Zainab: I would rather die than touch the refrigerator myself.

Jake: Well, if it’s anything like the bathrooms, that’s understandable.

or there was no food left.

Lucy: This could actually work to your advantage. If you collapse from hunger on the front doorstep, a neighbor is bound to notice you sooner or later, and the sound of the ambulance sirens will get Mom out of the kitchen.

Zainab: On the other hand, as astute critics have pointed out, falling down dead in front of her has no effect whatsoever.

C. Implementation Notes.

This game was my learning game for both ALAN and Inform. The plot and puzzles were all thought up in an hour.

Zainab: Don’t say it. Too obvious.

Fred: This is boring. Skip to the end.

. . . [snip, snip]
Most people have beta testers to try out commands, but since I have no friends, I am sure I have more of my share of inconsistent or silly responses in this game.

Lucy: Andrew, here’s a hint: think of all the behaviors encouraged in this game . . . and try doing the exact opposite the next time you come in contact with any human being you haven’t already hopelessly antagonized. It’s probably too late for your family, though.
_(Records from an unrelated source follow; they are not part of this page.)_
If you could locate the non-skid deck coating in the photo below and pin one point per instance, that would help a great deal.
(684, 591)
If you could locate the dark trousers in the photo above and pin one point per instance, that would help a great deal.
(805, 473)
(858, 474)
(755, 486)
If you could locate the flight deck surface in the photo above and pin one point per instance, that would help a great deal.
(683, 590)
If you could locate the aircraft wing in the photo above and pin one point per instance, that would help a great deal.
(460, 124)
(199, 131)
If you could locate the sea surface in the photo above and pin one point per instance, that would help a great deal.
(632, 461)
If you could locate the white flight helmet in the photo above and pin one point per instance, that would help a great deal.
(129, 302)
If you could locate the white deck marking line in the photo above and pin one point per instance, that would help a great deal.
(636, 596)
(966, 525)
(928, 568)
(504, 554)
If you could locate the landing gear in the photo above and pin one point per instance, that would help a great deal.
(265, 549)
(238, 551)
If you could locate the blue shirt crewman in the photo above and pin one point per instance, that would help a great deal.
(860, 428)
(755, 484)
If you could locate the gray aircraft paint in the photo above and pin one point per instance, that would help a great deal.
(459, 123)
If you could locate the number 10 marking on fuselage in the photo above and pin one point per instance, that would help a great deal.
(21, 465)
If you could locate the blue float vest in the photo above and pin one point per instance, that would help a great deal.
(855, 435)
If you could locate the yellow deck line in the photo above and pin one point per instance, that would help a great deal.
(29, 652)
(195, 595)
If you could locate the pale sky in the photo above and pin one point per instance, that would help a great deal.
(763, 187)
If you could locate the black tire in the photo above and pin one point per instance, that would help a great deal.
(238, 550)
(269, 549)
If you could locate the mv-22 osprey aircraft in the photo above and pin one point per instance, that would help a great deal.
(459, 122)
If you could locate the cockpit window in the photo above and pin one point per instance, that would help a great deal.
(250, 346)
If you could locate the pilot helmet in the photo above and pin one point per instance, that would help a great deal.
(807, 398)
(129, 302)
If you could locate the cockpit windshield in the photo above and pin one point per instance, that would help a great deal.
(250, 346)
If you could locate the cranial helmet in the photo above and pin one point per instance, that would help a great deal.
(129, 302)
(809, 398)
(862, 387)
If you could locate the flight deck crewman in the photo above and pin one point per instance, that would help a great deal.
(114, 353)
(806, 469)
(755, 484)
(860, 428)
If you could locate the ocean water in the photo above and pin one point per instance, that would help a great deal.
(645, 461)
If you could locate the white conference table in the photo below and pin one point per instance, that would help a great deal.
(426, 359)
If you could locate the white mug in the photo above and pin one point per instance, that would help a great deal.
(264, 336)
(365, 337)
Hopefully, the contest judges will report some problems to me.

Zainab: Don’t set your hopes too high. The judges have a great many entries to get through, and will probably not get past the first one or two scenes.

Maybe once this game is out on the internet I will be contacted by future players.

Jake: I’ve said it before and will say it again [sings]: “I’m always a cockeyed optimist / Immature and incurably green.“

Fred: Maybe he means players from the future, studying this game for hints on how the typical American family functioned in 1997.

A note to Allison - please correct my spelling and email me. Thanks.

Lucy: Didn’t he just say he has no friends?

Zainab: Allison changed her e-mail address to avoid him, so he can’t contact her directly but must put forth a public plea.

Jake: Allison caught the last train out of town.